Available protein structures:
- PDB: IPR022423 PF00220 (ECOD; PDBsum)
- AlphaFold: IPR022423; PF00220;

= Neurohypophysial hormone =

The neurohypophysial hormones form a family of structurally and functionally related peptide hormones. Their representatives in humans are oxytocin and vasopressin. They are named after the location of their release into the blood, the neurohypophysis (another name for the posterior pituitary).

Most of the circulating oxytocin and vasopressin hormones are synthesized in magnocellular neurosecretory cells of the supraoptic nucleus and paraventricular nucleus of the hypothalamus.
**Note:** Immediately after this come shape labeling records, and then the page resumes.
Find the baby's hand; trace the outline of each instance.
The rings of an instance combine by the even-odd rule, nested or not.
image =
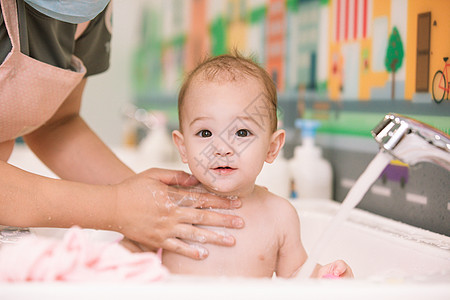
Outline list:
[[[331,264],[322,266],[317,272],[318,278],[353,278],[353,272],[349,265],[343,260],[337,260]]]

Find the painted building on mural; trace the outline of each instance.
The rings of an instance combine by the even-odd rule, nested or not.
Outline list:
[[[450,43],[442,42],[450,31],[449,10],[445,0],[332,0],[329,97],[429,101],[432,76],[450,54]],[[436,20],[440,26],[432,25]],[[394,31],[405,51],[395,74],[386,66]]]
[[[204,56],[237,48],[265,66],[280,93],[303,86],[332,101],[430,101],[432,77],[450,56],[446,0],[214,4],[170,0],[143,10],[134,58],[139,94],[176,92],[179,77]],[[389,44],[394,32],[401,49]],[[404,53],[394,69],[388,50]]]
[[[287,2],[286,91],[316,89],[319,9],[315,0]]]

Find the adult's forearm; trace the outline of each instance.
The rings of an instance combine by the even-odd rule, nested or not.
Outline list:
[[[25,141],[63,179],[114,184],[134,175],[79,115],[44,126],[27,136]]]
[[[53,117],[24,136],[33,152],[60,178],[113,184],[134,175],[80,117],[86,79],[67,96]]]
[[[115,190],[31,174],[0,161],[0,224],[114,229]]]

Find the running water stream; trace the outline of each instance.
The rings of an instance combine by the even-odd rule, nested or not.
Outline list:
[[[367,193],[375,180],[377,180],[391,159],[392,156],[389,153],[380,151],[370,162],[366,170],[361,174],[355,185],[348,192],[341,204],[339,212],[330,221],[320,238],[317,240],[311,254],[303,264],[300,272],[297,274],[297,278],[309,278],[311,276],[322,251],[326,249],[328,241],[333,238],[342,223],[348,218],[351,210],[358,205],[359,202],[361,202],[364,195]]]

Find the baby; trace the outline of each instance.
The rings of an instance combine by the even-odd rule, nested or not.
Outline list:
[[[272,277],[275,272],[292,277],[305,262],[295,208],[255,185],[264,162],[272,163],[284,145],[276,112],[270,76],[240,55],[210,58],[186,78],[174,143],[207,191],[241,199],[242,207],[233,212],[245,220],[245,227],[224,228],[222,234],[233,235],[236,245],[208,246],[209,256],[202,261],[164,251],[162,262],[170,272],[244,277]],[[353,276],[343,261],[317,266],[314,276],[325,275]]]

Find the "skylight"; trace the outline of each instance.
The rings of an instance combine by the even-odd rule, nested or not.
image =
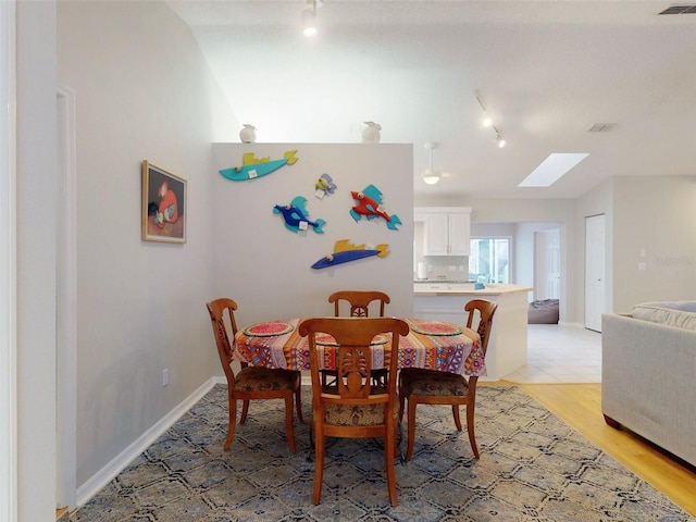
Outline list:
[[[532,174],[526,176],[518,187],[548,187],[554,185],[561,176],[566,175],[577,163],[589,154],[554,152],[545,159]]]

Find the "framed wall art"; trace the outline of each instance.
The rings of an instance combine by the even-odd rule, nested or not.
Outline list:
[[[142,239],[186,243],[186,179],[142,162]]]

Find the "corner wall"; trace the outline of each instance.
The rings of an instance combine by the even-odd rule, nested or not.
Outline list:
[[[58,2],[58,44],[76,94],[79,487],[220,365],[210,144],[238,124],[163,2]],[[187,244],[140,239],[142,160],[188,179]]]
[[[12,493],[18,522],[55,517],[54,42],[53,3],[17,2],[17,489]]]

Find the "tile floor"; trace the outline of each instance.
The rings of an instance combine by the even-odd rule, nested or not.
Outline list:
[[[527,363],[513,383],[600,383],[601,334],[579,326],[527,325]]]

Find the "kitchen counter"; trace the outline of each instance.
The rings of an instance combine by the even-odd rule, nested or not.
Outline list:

They are then transported in neurosecretory granules along axons within the hypothalamo-neurohypophysial tract by axoplasmic flow to axon terminals forming the pars nervosa of the posterior pituitary. There, they are stored in Herring bodies and can be released into the circulation on the basis of hormonal and synaptic signals with assistance from pituicytes.

Oxytocin mediates contraction of the smooth muscle of the uterus and mammary gland, while vasopressin has antidiuretic action on the kidney, and mediates vasoconstriction of the peripheral vessels. Due to the similarity of the two hormones, there is cross-reaction: oxytocin has a slight antidiuretic function, and high levels of AVP can cause uterine contractions. In common with most active peptides, both hormones are synthesised as larger protein precursors that are enzymatically converted to their mature forms.

Members of this family are found in birds, fish, reptiles and amphibians (mesotocin, isotocin, valitocin, glumitocin, aspargtocin, vasotocin, seritocin, asvatocin, phasvatocin), in worms (annetocin, nematocin), octopuses (cephalotocin, octopressin), insects (locupressin, inotocin) and in molluscs (conopressins G and S). Animals that lack a hormone from this family include fruit flies, and at least some mosquitos, silkworms, and honeybees.